The Sex and the City ladies are all in Carrie’s head, each extensions of her personality

This theory wasn’t touted by some crazy SATC fan; in fact it was Sarah Jessica Parker herself who first floated this theory, on an episode of the popular Nerdist podcast. Parker was discussing a similar (above) theory regarding her husband Matthew Broderick’s film Ferris Bueller’s Day Off, when she dropped the bombshell, claiming the friends are nothing more than a “literary conceit” invented by her character: sex columnist Carrie Bradshaw.

“I used to wonder if Samantha, Charlotte and Miranda were real,” she explained to host Chris Hardwick. “That that wasn’t just her column, because they’re such perfectly archetypal characters. So you’re writing a column about sexual politics and observations of female/male, primarily, heterosexual relationships, so you’re picking one type. You’re saying ‘this type is this and this,’ and then you complicate it more, like any good writer does.
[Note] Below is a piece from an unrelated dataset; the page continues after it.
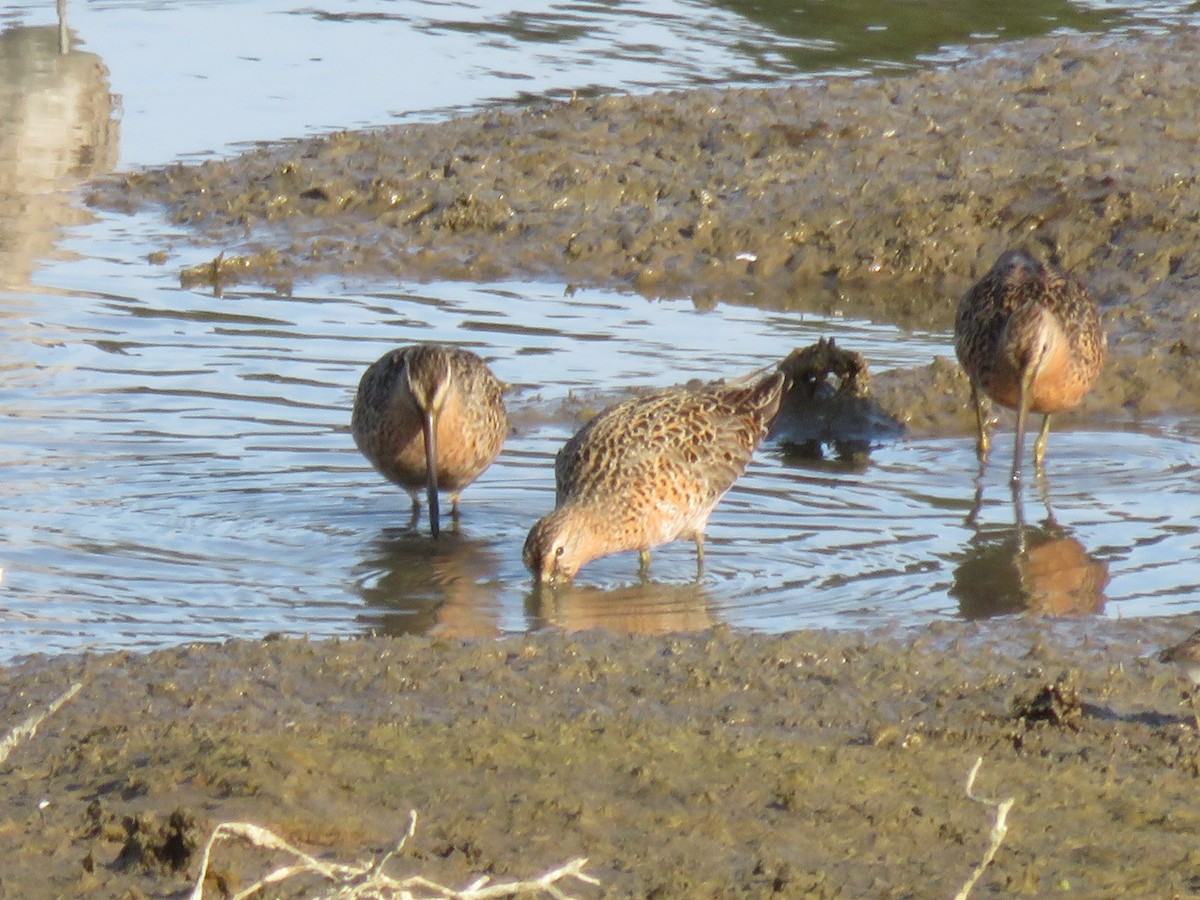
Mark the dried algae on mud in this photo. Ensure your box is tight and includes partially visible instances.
[25,26,1200,898]
[0,619,1200,898]
[90,31,1200,431]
“So I’m not entirely sure they are actually real,” she concluded, casually blowing apart the world as we know it.

But what about the many conversations she has with the ladies, often in front of third parties who openly interact with both real Carrie and fake… let’s say, Charlotte. SJP has a theory about this, too.

“She is among them because that’s her way of infiltrating story and affecting story too, to have her own actions affect those friendships and document their response. What we are seeing isn’t necessarily what happened in New York City.”

Mind. Blown.

Sandy from Grease died on the beach at the start of the film

This one popped up online late last year, and suggested that Sandy drowned on the beach during the dreamy summer sequence at the start of the film, with the remainder of the movie taking place in a traumatised Danny Zuko’s head.

In his dreams, he images life with the pure Aussie girl, reinventing their origin story, with one key twist. “I saved her life, she almost drowned,” he sings in the musical number ‘Summer Nights’, recasting himself a hero, the type who would win car races for pink slips at Thunder Road, conquer the big Rydell High dance-off, and embark upon the other, dream-like happenings in the film. The final maudlin number in which Sandy bids “goodbye to Sandra Dee” before transforming into a leather-clad bad girl, and – most telling – floats into the heavens with Danny by her side, helps add weight to this rumour.

Of course, there are numerous, more-concrete reasons why this theory doesn’t really hold water, but I guess we are just really hoping there is a deeper meaning to a film with the message: “You need to change who you are, and what you believe (and maybe take up smoking), in order to find love and be accepted.”